Legacy
With time quickly running out on his term, President Benigno Aquino III must be frantically scrounging around for a legacy to leave the nation.
That legacy could not possibly be closing the infra gap. Nothing happened there.
It could not possibly be the “centerpiece” PPP program. Nothing happened there too.
It could not be the BBL. That is dead in the water.
It could not be achieving rice self-sufficiency as he declared in his maiden SONA. That will never happen. Alcala pulled his leg.
It could not be the “600% increase in investments” he often cites. Nobody knows where he got that figure.
The last (and the best) thing he could do at this late stage is to endorse the Resolution of Both Houses No. 1 (RBH-1) initiated by Speaker Sonny Belmonte at the House and by Sen. Ralph Recto at the Senate. The resolution is up for final approval at the House and enjoys the support of most of the Senate.
RBH-1 is an imaginative solution to cure the curse of restrictive economic provisions in the 1987 Constitution. Those provisions stifle investment flows into our economy that might have produced jobs and reduced poverty.
Since we could not get ourselves to undertake the comprehensive task of constitutional renovation to achieve a Charter attuned to modern economic and political realities, the next best thing is to prevent the restrictive economic provisions that cripple our development. These provisions add to the factors causing us to have the smallest share of investment flows in the region.
RBH-1 seeks simply to insert a five-word phrase into the notorious economic provisions of the 1987 Constitution. That phrase would read: “unless otherwise provided by law.”
By inserting that phrase, we will be able to free our economic policies from the shackles of archaic constitutional provisions. It will alert the global investment community to the fact that Filipinos are seriously trying to go beyond 19th century economic dogma.
RBH-1 is strongly supported by the domestic and international chambers of commerce, the business groups and associations of economists such as the Foundation for Economic Freedom.
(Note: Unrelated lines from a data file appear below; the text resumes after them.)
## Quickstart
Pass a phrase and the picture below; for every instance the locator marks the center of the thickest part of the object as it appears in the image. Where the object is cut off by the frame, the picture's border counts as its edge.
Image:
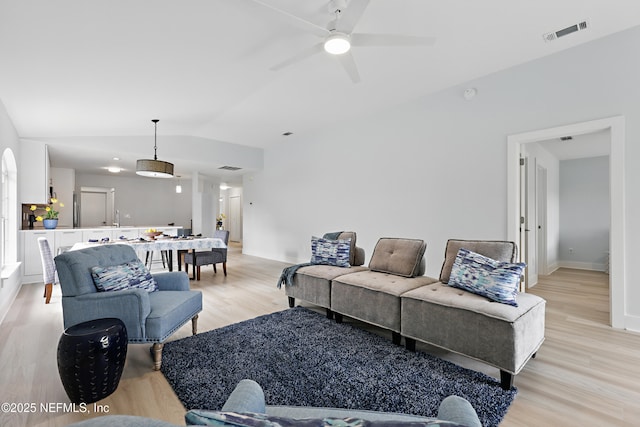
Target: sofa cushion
(495, 249)
(501, 335)
(313, 283)
(484, 276)
(330, 252)
(373, 297)
(123, 276)
(402, 257)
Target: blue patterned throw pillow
(124, 276)
(330, 252)
(484, 276)
(249, 419)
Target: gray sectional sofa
(393, 293)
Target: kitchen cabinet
(34, 172)
(125, 233)
(97, 234)
(64, 239)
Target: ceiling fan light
(337, 44)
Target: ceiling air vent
(548, 37)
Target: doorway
(97, 206)
(616, 126)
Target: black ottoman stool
(91, 358)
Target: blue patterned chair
(150, 317)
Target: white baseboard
(632, 323)
(593, 266)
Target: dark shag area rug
(301, 358)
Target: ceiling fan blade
(310, 26)
(351, 15)
(363, 39)
(349, 65)
(299, 57)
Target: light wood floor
(585, 373)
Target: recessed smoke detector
(554, 35)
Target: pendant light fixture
(154, 168)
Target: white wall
(436, 168)
(584, 213)
(63, 180)
(144, 201)
(9, 139)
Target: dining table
(180, 244)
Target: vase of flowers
(50, 218)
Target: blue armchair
(150, 317)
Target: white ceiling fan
(338, 36)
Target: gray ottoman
(498, 334)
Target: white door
(541, 232)
(523, 245)
(93, 208)
(235, 219)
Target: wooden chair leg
(156, 350)
(48, 290)
(194, 324)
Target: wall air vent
(548, 37)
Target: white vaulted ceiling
(78, 71)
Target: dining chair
(48, 268)
(213, 256)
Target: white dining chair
(48, 268)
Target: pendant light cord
(155, 139)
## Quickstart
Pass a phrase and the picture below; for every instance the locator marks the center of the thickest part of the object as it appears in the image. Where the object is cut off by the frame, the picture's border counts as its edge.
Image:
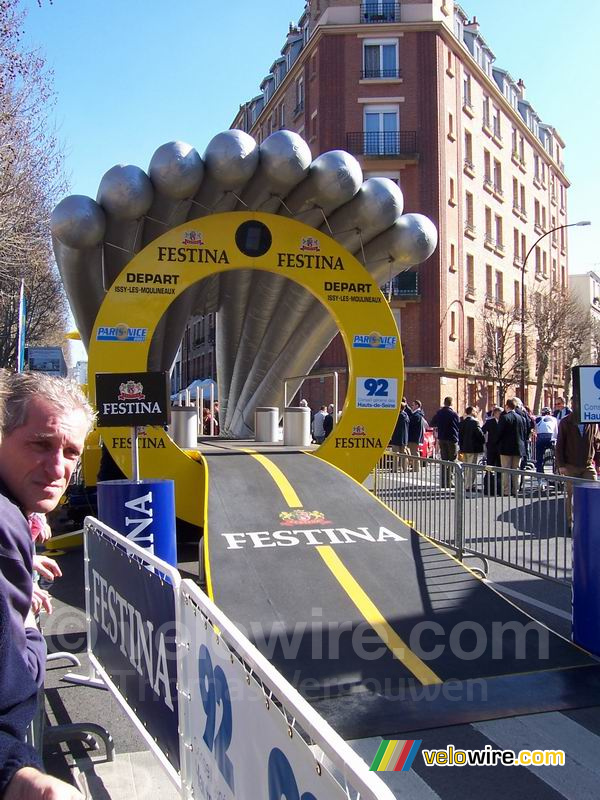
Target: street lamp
(580, 224)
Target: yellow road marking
(284, 486)
(376, 619)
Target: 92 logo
(215, 691)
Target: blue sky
(133, 74)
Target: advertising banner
(586, 387)
(144, 512)
(132, 398)
(132, 635)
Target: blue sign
(143, 512)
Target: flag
(21, 329)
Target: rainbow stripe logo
(395, 755)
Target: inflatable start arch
(171, 265)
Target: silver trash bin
(296, 426)
(184, 426)
(266, 424)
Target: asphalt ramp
(382, 630)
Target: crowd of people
(44, 422)
(509, 437)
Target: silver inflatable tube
(374, 208)
(176, 171)
(125, 193)
(285, 159)
(78, 225)
(230, 160)
(412, 240)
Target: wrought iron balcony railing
(378, 11)
(406, 284)
(388, 143)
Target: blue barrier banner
(133, 636)
(586, 567)
(143, 512)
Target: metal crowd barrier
(514, 517)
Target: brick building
(412, 90)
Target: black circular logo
(253, 238)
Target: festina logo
(309, 261)
(309, 536)
(358, 440)
(132, 407)
(194, 255)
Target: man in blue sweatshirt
(44, 423)
(21, 773)
(447, 422)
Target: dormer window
(380, 58)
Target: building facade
(586, 290)
(413, 91)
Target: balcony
(377, 11)
(374, 74)
(388, 144)
(404, 286)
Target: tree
(31, 182)
(576, 341)
(552, 315)
(499, 356)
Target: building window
(499, 236)
(313, 125)
(486, 111)
(381, 130)
(451, 192)
(469, 224)
(470, 277)
(299, 96)
(471, 335)
(488, 280)
(380, 58)
(467, 91)
(497, 177)
(452, 265)
(496, 128)
(499, 287)
(489, 239)
(469, 152)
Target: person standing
(328, 422)
(447, 422)
(562, 410)
(546, 429)
(417, 425)
(576, 446)
(492, 478)
(512, 436)
(44, 424)
(471, 441)
(399, 440)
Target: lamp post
(580, 224)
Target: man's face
(38, 458)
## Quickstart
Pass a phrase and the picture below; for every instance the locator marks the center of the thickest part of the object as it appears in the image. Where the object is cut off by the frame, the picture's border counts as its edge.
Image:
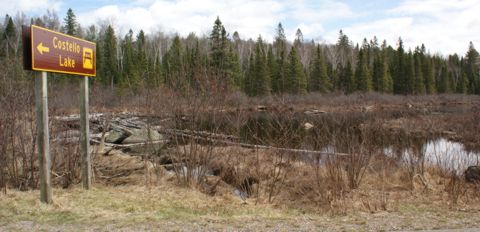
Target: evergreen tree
(260, 77)
(399, 80)
(280, 50)
(129, 68)
(9, 36)
(428, 74)
(409, 74)
(444, 81)
(363, 76)
(296, 81)
(419, 85)
(173, 66)
(462, 84)
(70, 22)
(319, 80)
(343, 50)
(110, 69)
(471, 68)
(271, 66)
(223, 59)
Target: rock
(261, 108)
(142, 135)
(314, 112)
(115, 136)
(472, 174)
(307, 126)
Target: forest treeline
(222, 61)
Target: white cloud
(250, 18)
(28, 6)
(444, 27)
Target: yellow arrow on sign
(42, 49)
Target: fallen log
(256, 146)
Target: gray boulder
(142, 135)
(472, 174)
(115, 136)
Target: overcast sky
(444, 26)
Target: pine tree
(261, 80)
(280, 50)
(363, 76)
(110, 68)
(409, 74)
(343, 50)
(419, 85)
(399, 80)
(141, 54)
(271, 67)
(428, 74)
(129, 69)
(319, 80)
(296, 81)
(462, 84)
(9, 36)
(248, 86)
(444, 81)
(472, 70)
(173, 66)
(70, 22)
(224, 61)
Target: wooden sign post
(50, 51)
(43, 144)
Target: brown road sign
(56, 52)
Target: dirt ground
(136, 208)
(131, 194)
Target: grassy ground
(170, 208)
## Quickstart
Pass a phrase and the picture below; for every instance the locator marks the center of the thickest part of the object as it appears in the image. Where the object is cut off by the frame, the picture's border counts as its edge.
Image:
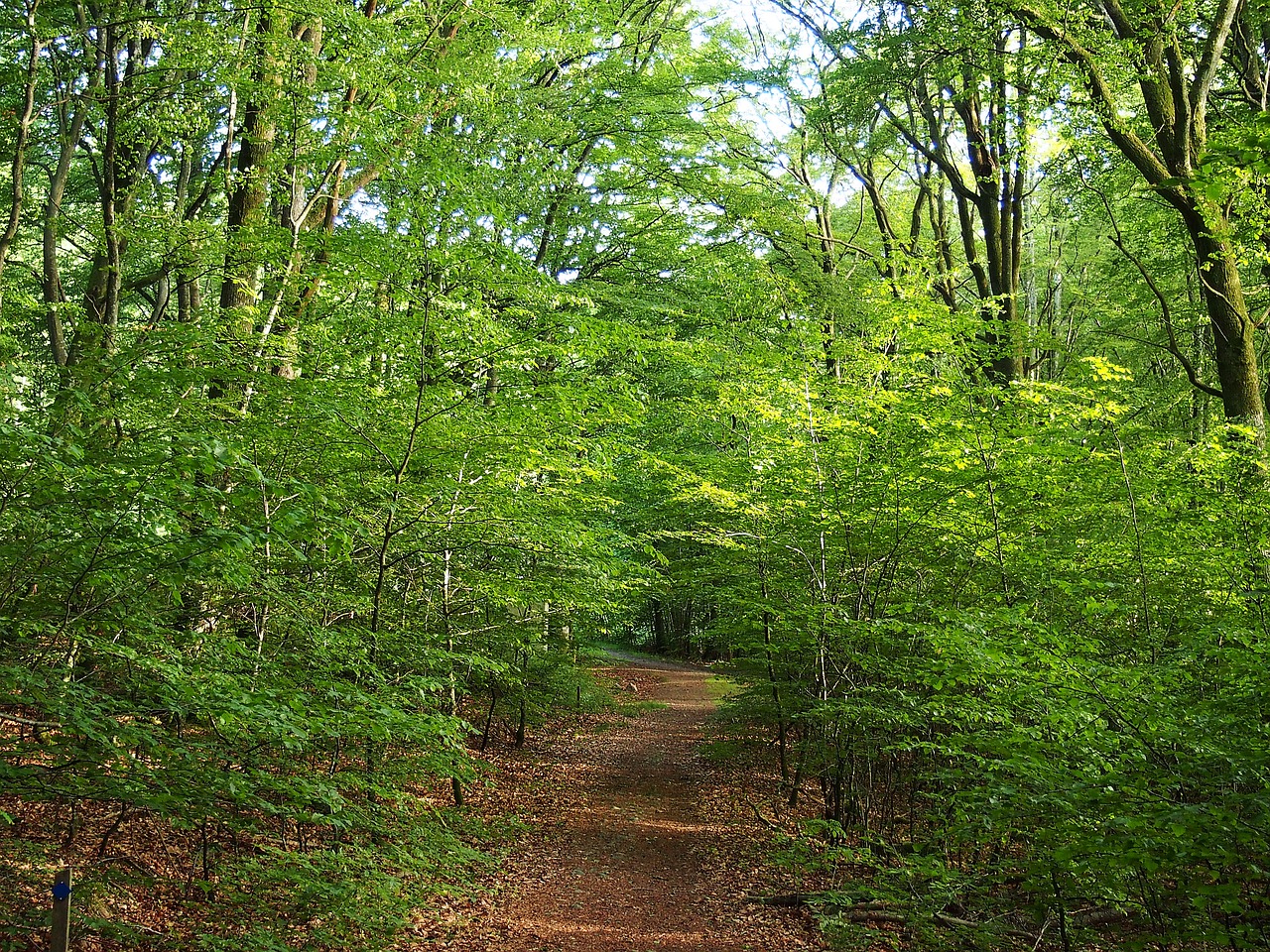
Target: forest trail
(636, 842)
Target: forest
(365, 363)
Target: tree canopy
(363, 365)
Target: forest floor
(635, 839)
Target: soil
(636, 841)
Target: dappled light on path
(626, 855)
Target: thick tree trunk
(1233, 327)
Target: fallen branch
(952, 921)
(818, 898)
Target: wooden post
(62, 933)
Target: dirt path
(638, 843)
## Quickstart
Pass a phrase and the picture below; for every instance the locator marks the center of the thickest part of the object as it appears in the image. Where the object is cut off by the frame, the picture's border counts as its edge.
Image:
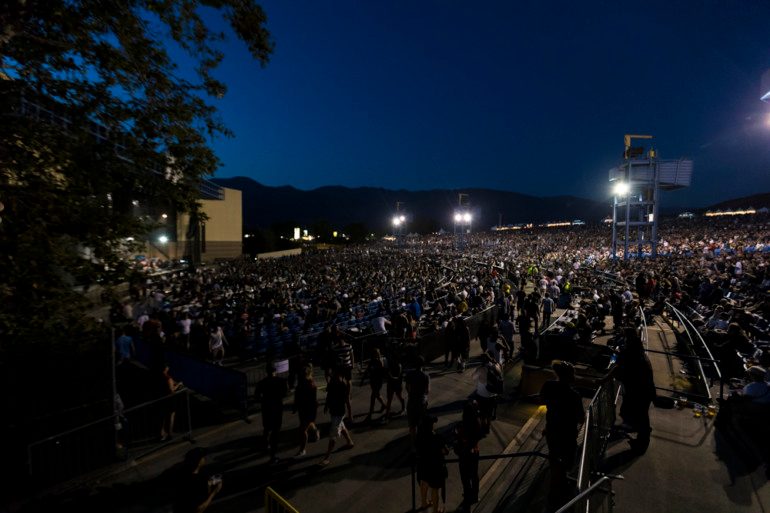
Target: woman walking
(431, 465)
(306, 405)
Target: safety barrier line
(274, 503)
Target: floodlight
(622, 188)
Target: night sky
(526, 96)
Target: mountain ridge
(339, 205)
(428, 210)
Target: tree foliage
(94, 113)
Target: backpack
(494, 380)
By endorsing this innovative approach to Charter renovation, Aquino will avoid a head-on collision with the Congress – where support for this initiative along with the initiative to update our crippling income tax rates is pretty solid.
Aquino should move closer to the mainstream thinking on both RBH-1 and the tax rates question. As in the case of RBH-1, tax rates renovation enjoys broad support at the Congress.
The best thing Aquino could do at this point is to convene the Legislative-Executive Development Advisory Council (LEDAC) and get things moving on these two issues.
Booby trap
Jericho Petilla is listed among the possible senatorial candidates of the LP – one of those who, after demonstrating incompetence at the executive branch, now seek voter support for a place in the legislative branch.
Before leaving his post at the Department of Energy, Petilla issued a policy that now appears to be a destructive booby trap. The policy imposes what is called a “competitive selection process” (CSP) where electric cooperatives (ECs) and distribution utilities (DUs) are made to procure power from the generating companies (gencos) through competitive bidding.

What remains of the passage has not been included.